Mohamed Ibn Rashid no pudo por menos que dirigirle una larga mirada de reconvención al tiempo que le espetaba:
–Ese comentario no ha tenido ninguna gracia.
–Es que no lo hecho con intención de ser gracioso, sino de ser sincero... –replicó el otro sin inmutarse–. No olvides que si te sientas en un trono es gracias a mí, o, para ser más exactos, a lo que me ordenó que hiciera mi señor, el califa. Y te garantizo que nos vimos obligados a soltar dinero a raudales, porque la adhesión de la mayoría de los sheiks de las tribus beduinas tan solo se obtiene a base de oro. ¡Mucho oro!
–Me consta y siempre te lo he agradecido, pero sabes muy bien que os lo estamos pagando con creces a base de impuestos.

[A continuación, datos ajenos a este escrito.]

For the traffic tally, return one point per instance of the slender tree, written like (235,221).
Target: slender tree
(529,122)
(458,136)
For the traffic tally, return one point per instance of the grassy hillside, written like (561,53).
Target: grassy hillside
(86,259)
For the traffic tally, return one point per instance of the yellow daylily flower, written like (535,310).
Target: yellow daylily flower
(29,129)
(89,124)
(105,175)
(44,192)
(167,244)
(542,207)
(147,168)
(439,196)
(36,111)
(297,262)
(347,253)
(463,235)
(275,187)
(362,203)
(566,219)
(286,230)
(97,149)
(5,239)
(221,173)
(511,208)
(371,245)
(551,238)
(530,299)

–¡Demasiado despacio, amigo mío! Demasiado despacio. Y ahora gira la vista a tu alrededor y muéstrame a alguien de esta sala que no haya traicionado en alguna ocasión a la casa de Saud, o que no esté dispuesto a traicionarte a ti, o incluso a mi señor, el califa, en cuanto le aseguren que alguien le va a reducir los impuestos a la mitad.
El campamento se alzaba en el extremo oeste de un oasis de palmeras tristes y polvorientas, protegido del viento por un pequeño pero escarpado macizo rocoso, y no estaba constituido más que por una veintena de burdas jaimas de pelo de camello, sucias y descuidadas, plantadas sin orden ni concierto, así como por tingladillos de cañas y hojas de palma entre los que pululaban cabras, camellos, ovejas y gallinas junto a mujeres desgreñadas y chiquillos mugrientos.
En la mayor de las jaimas, el grasiento y sudoroso Suleiman, gordo hasta parecer apopléjico, de mirada huidiza e hipócrita sonrisa, sheik indiscutible de una de las familias más fanáticas y sanguinarias de los ajmans, hizo un gesto de asentimiento con el fin de que su bella e inquietante hija, Zoral, ofreciera ceremoniosamente una bandeja de humeante carne de cabra a Abdul-Aziz Ibn Saud, quien la rechazó con un gesto mientras cogía un puñado de dátiles de un plato.
–No, gracias –dijo–. Con esto me basta.
Un tanto desconcertada, la atractiva muchacha, que parecía moverse más como un felino que como un ser humano, ofreció la bandeja a Mohamed, Jiluy y Ali, deteniéndola largo rato ante Omar, pero los cuatro la rechazaron igual que su príncipe, alegando que se conformaban con dátiles y agua.